Your argument is fundamentally utilitarian, and utilitarianism leads to insanity or tyranny.

On the side of the suffering, utilitarianism quickly devolves into making things up. I'm pretty sure animals experience pain, but that's vague. At the decision-making level, you must assign some number of qualia to their pain, if you want to trade it off against a human action. The problem is this number is totally made up. Make up a number in one direction, and it's OK to torture animals for sport (bullfighting), make up a number in another direction, and you're a Jain. Both numbers are of course completely made up with no reference to reality.

The second order effects get stranger. If you're in the business of making up qualia, you could find yourself morally obligated to kill predators, worrying about the suffering of subatomic particles, etc. That way leads insanity and SBF.

On the side of the morally responsible, utilitarianism quickly devolves into tyranny. If you've appointed yourself the arbiter of the moral balance of the universe, you might find yourself starting out by murdering ranchers, and end up with the Repugnant Conclusion, murdering unhappy children, and ending up at Stalin.

Utilitarianism is fundamentally unbounded.
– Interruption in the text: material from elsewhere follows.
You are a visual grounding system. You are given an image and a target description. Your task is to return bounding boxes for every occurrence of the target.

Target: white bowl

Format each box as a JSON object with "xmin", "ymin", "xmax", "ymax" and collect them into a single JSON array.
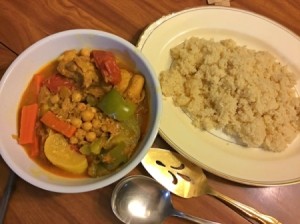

I choose reciprocity. I will act with honor towards those who act with honor towards me. I'm entirely OK with raising those who act without reciprocity towards me in cages. In the case of animals, for meat. In the case of people, those cages are called prison. In the case of people, I'm against killing them (the death penalty), because I believe the system for judging them is fallible, and I want the convicted and accused to have the chance to prove their innocence. Since I am against killing them, I can't kill them for food.

Would I eat a murderer, if it was 100% certainty that he was guilty? That's an interesting question that I hadn't gotten to until now.

For now, I find the arguments for vegetarianism unconvincing, and I'm going to leave the Chesterton's Fence of meat eating up - but I'm not sufficiently convinced to stop thinking about it.

Just to follow up in case you’re still interested: I just concluded a nice discussion with aquota where we both acknowledged it comes down to power and realpolitik rather than any higher ethical cause.

If you’re able to come up with a loftier rationale as to why the moral line should be drawn specifically at the species boundary, I would still love to hear it.

Thanks. I was interested. To me the moral line is drawn at reciprocity, because morality is between actors. I have no moral obligation to a rock or a plant. If an animal or an alien is capable of reasoning from principles to determine reciprocal actions to my actions, then they are moral actors. If they aren't moral actors, then morally they are no different than a rock or a plant.

Ah I see what you mean now. I haven’t encountered this specific line of reasoning before, so thanks for introducing it to me.

I’m curious about a couple of follow-up questions: if animals aren’t moral actors, are animals entitled to any amount of ethical treatment? Or is it moral to torture animals for any or no reason at all?

And are only the humans that are moral actors deserving of moral rights? Would it be fine to kill an orphaned infant before it has developed enough moral understanding to be a moral agent of its own?